Las camillas estaban todas vacías y todos los armarios, cerrados. Nada que indicara un robo.

– Había pisadas aquí, por el suelo, pero ahora están casi secas -explicó Sigurdur Óli-. El edificio está conectado a un sistema de alarma que llama a una central de seguridad y desde ahí nos avisaron a nosotros hace unos quince minutos. Parece que quien entró rompió una ventana de la parte trasera e introdujo luego la mano para abrir el cerrojo. Muy simple. Pero en el momento en que puso un pie dentro, las alarmas se dispararon. No habrá tenido mucho tiempo para hacer lo que vino a hacer.

– Seguramente tuvo bastante -dijo Erlendur.

El médico forense ya había llegado y su nerviosismo era evidente.

– ¿Quién demonios entra a la fuerza en un tanatorio? -exclamó.

– ¿Dónde están los cadáveres de Holberg y Audur? -preguntó Erlendur.

El forense miró a Erlendur.

– ¿Tiene esto algo que ver con el asesinato de Holberg? -dijo.

– Es posible -repuso Erlendur-. ¡Rápido, rápido!

– El depósito de cadáveres está ahí detrás -informó el forense.

Le siguieron hasta una puerta.

– ¿Esta puerta no suele estar cerrada con llave? -preguntó Sigurdur Óli.

– ¿Quién va a robar cadáveres? -susurró el forense, parándose en seco al entrar en la habitación.

– ¿Qué ocurre? -inquirió Erlendur.

– La niña no está -dijo el forense como si no creyera lo que veían sus ojos.

Con paso apresurado fue hasta el fondo de la habitación, donde abrió la puerta de un habitáculo y encendió la luz.

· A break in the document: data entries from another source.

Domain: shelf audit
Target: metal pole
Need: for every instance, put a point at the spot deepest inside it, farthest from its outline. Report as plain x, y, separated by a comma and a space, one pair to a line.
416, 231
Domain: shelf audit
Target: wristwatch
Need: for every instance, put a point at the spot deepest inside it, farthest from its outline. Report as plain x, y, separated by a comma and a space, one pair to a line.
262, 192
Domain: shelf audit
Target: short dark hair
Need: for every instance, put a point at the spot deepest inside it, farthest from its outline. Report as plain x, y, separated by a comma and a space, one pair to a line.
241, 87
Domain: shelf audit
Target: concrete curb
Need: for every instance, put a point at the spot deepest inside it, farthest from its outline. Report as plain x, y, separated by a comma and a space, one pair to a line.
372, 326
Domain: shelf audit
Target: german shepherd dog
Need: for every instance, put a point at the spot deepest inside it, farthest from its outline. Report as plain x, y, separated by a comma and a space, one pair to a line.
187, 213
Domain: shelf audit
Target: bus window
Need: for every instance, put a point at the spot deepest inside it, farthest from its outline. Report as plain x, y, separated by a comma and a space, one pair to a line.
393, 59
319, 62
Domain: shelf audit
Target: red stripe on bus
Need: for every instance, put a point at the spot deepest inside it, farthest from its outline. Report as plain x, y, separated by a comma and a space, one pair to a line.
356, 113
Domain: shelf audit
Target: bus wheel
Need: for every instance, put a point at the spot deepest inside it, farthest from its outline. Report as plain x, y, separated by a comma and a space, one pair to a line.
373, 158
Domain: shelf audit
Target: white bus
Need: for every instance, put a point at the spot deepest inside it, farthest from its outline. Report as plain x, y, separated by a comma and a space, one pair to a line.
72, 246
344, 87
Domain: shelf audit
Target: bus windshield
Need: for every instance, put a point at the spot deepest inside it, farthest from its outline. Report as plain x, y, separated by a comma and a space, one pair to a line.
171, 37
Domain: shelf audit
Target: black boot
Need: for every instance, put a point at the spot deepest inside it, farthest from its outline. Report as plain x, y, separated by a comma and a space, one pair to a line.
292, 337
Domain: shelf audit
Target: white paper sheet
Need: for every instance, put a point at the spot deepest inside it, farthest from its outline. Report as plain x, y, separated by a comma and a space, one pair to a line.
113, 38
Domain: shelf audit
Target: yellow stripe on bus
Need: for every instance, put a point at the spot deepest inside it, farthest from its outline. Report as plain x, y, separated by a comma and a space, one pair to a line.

– ¿Qué? -exclamó Erlendur.

– El ataúd tampoco está -añadió el forense, mientras miraba a Erlendur y Sigurdur Óli alternativamente-. Teníamos un ataúd nuevo para ella. ¿Quién puede haber hecho una cosa semejante? ¿A quién puede ocurrírsele una barbaridad semejante?

– Se llama Einar -dijo Erlendur-. Y no es ninguna barbaridad.

Se dio la vuelta y salió rápidamente del tanatorio con Sigurdur Óli pisándole los talones.